After the establishment of the state of Israel, the old city remained under Jordanian rule until the 1967 war, when it was conquered by Israel. The photograph of Rabbi Goren blowing the shofar (the traditional ram-horn used in Jewish new-year celebrations) at the Western Wall has been etched deeply into the consciousness of all Israelis and most diaspora Jews. Many saw this as the onset of the messianic age, and Jewish sovereignty over the Temple Mount is, for them, a nonnegotiable religious truth.

Sovereignty over the Holy Basin and the Temple Mount has acquired the type of mythical power that only religious dogma can generate, and there is no way in which it can be resolved within the confines of monotheistic discourse.

The only solution for the Holy Basin is, as Bill Clinton proposed in the 1990s, internationalising it, thus avoiding a "victory" of one religion over another. Obama will have to address the humanity common to believers of all faiths. He will have to urge them to break the horrible link of filial sacrifice associated with the Temple Mount and Jerusalem's old city. In doing so, he will have to receive the imprimatur of the Arab League in general, and Saudi Arabia in particular.

Hence Obama's mission to resolve the Middle East conflict (if he indeed wants to take it on) is of an almost meta-historical magnitude. The reason Obama might be able to pull this off is that he is perceived as a truly global figure: his African father and his partly Muslim origins make him the first US president who might be trusted by the Islamic world.

But how will Israeli Jews accept the internationalisation of the Holy Basin? Obviously the messianic orthodoxy will not accept it but, according to all polls, this is a small minority. History shows that the willingness of the majority of Israelis to compromise on Jerusalem depends on the extent to which they believe that such compromise will lead to peace and lasting security for Israel.

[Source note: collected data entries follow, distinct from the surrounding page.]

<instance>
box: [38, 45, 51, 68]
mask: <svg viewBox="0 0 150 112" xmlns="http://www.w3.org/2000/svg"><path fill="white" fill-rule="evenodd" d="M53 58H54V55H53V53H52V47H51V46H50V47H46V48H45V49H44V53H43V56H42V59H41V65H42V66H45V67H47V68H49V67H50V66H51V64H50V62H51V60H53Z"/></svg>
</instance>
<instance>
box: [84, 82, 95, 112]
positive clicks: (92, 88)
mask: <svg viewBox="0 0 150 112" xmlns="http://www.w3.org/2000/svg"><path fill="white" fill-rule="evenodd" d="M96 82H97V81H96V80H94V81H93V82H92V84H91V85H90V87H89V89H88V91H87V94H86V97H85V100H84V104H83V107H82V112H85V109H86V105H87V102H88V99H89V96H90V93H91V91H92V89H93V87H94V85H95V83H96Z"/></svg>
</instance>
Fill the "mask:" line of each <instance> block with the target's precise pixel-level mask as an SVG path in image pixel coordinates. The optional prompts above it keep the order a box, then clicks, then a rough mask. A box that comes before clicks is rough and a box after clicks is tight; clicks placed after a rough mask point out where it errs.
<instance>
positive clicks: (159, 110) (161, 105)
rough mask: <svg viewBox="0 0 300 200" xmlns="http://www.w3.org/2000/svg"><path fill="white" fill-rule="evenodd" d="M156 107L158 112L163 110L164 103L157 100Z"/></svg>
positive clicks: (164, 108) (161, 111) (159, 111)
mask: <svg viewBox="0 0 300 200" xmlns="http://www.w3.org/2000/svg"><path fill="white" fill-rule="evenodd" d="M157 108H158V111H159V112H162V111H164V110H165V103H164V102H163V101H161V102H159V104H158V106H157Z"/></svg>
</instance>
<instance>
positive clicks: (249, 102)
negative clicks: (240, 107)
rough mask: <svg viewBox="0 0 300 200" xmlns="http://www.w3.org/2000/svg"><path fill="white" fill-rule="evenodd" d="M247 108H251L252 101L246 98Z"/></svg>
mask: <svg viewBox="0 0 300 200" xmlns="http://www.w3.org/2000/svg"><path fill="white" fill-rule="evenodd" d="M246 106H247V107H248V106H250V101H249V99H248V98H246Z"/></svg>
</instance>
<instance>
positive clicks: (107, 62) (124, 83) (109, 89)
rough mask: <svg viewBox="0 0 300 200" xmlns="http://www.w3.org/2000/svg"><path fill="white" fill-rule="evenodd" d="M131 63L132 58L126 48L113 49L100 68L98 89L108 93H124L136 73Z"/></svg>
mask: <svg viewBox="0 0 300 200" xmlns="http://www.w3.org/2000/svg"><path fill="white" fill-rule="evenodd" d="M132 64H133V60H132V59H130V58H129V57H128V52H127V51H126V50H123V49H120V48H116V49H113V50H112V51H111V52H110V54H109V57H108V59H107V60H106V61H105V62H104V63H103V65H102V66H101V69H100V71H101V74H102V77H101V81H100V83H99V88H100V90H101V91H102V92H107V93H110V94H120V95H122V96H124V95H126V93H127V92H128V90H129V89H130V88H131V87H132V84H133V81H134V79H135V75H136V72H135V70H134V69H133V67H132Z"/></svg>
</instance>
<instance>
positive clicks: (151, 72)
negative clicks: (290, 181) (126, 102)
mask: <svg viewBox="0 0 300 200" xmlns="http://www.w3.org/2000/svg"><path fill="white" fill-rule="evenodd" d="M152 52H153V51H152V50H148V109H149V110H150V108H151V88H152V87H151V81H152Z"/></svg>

As recent polls show, 70% of Israelis continue to favour the two-state solution, but the same proportion believe that this solution is not attainable in the foreseeable future.

To change Israelis' pessimism about the possibility of peace, Obama will have to heed Brzezinski's advice: he will have to bring central figures of the Arab League to Jerusalem; they will have to address the Knesset, thus showing that they truly accept Israel's existence. This is, no doubt, a tall order. But nothing less will do if Obama wants to fulfil his strategic goal of moving to a more peaceful global order.